The six weeks of the Flywheel Boston Summer Challenge flew by. Not only was it great to get to know the Flywheel philosophy, but each week I received encouragement and tips (what food is best to refuel after class, how much water do we really need) to help me achieve optimal results.
Just to recap: the challenge was to attend four Flywheel classes each week for six weeks. I manages to get to four classes three of the six weeks. I blame a few summer weekends away and a work trip for missing the mark those other three weeks. But even missing a few classes, I could see and feel the progress I was making, and I ended the challenge with one of my best performances ever.

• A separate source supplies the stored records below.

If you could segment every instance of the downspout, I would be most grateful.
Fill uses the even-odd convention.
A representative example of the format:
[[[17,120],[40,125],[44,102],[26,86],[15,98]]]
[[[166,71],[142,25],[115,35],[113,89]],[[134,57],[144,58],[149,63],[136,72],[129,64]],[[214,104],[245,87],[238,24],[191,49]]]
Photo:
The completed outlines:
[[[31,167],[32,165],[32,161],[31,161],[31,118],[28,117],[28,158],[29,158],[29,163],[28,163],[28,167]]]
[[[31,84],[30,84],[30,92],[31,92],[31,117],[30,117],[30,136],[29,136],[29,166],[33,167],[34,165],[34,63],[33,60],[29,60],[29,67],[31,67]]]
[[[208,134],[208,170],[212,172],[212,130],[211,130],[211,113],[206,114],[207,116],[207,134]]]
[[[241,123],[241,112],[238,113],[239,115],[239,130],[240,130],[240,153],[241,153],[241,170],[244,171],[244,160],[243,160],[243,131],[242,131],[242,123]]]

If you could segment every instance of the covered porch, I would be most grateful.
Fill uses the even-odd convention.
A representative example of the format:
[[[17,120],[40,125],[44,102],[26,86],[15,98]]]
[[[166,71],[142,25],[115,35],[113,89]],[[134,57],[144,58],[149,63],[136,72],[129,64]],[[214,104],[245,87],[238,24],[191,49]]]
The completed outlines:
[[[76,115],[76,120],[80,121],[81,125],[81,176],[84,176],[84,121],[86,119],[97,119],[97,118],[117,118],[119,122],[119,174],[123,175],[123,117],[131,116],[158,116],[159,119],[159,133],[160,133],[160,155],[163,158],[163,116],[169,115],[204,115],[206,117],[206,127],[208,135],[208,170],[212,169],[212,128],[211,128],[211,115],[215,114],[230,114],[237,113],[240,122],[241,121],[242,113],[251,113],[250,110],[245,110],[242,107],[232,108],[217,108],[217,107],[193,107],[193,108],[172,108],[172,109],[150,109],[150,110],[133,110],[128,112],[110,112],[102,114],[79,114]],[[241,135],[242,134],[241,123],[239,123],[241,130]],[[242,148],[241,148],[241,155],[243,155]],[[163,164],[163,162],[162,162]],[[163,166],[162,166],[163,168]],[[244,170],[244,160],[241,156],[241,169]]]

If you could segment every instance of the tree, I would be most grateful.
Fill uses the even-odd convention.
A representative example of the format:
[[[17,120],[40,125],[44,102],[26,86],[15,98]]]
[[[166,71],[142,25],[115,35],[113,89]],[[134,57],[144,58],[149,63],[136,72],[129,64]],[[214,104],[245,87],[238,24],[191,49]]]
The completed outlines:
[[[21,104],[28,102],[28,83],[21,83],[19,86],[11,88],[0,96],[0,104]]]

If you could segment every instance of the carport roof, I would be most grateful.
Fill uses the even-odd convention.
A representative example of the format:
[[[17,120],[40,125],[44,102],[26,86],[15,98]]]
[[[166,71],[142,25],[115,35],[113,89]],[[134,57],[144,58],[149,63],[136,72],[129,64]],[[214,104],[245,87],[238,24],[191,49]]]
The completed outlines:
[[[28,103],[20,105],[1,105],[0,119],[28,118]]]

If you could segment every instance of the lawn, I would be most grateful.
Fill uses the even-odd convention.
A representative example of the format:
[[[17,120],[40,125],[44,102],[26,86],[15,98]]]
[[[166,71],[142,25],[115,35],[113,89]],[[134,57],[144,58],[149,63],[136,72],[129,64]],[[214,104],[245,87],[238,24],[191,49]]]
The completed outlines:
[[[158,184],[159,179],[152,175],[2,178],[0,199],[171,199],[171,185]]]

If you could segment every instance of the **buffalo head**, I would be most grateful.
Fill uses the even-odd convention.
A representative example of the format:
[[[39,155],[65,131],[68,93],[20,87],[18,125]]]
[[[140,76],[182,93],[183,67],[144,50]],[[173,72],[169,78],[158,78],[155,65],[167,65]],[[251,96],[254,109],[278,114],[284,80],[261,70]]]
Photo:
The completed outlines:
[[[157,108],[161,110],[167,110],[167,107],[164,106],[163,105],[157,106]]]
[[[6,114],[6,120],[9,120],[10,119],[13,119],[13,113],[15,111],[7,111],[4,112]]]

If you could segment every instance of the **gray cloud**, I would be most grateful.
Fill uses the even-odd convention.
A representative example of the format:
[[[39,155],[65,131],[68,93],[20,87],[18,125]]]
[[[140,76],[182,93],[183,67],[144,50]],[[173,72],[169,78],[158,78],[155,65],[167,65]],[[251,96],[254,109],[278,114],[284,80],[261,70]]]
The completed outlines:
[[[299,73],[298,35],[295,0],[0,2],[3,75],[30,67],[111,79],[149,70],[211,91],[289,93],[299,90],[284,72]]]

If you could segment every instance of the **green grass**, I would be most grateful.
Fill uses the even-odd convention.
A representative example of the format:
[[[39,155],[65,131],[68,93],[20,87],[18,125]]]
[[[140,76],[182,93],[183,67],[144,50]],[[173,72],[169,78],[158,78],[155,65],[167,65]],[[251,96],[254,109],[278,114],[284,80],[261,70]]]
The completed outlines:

As some of you may have read, my first class left me humbled and exhausted. Not only was the class really difficult—challenging me in a way running does not—but with all of Flywheel’s technology I could see exactly how I stacked up against the rest of the class…and I didn’t do as well as I assumed I would. But over the six-week challenge I could see my improvement both in terms of how I felt at the end of the class (more energized than totally exhausted) and my placement in class (read about my rise up the torq board here).
What I also noticed was the sense of community that exists when you become a flywheel regular. Going several times a week I started to see the same friendly faces, bumped into friends I had not seen in a while and started to make new ones.
The Summer Challenge certainly earned its name, but with the accompanying support and with Flywheel being as awesome as it is, it was a challenge I was happy to take up.
If you are looking for a physical challenge, even if you are an indoor cycling veteran, I highlight recommend you give Flywheel a try and stay tuned for their next challenge.
While I receive a complementary membership to Flywheel for the Summer Challenge, the opinions expressed above are, as always, my own.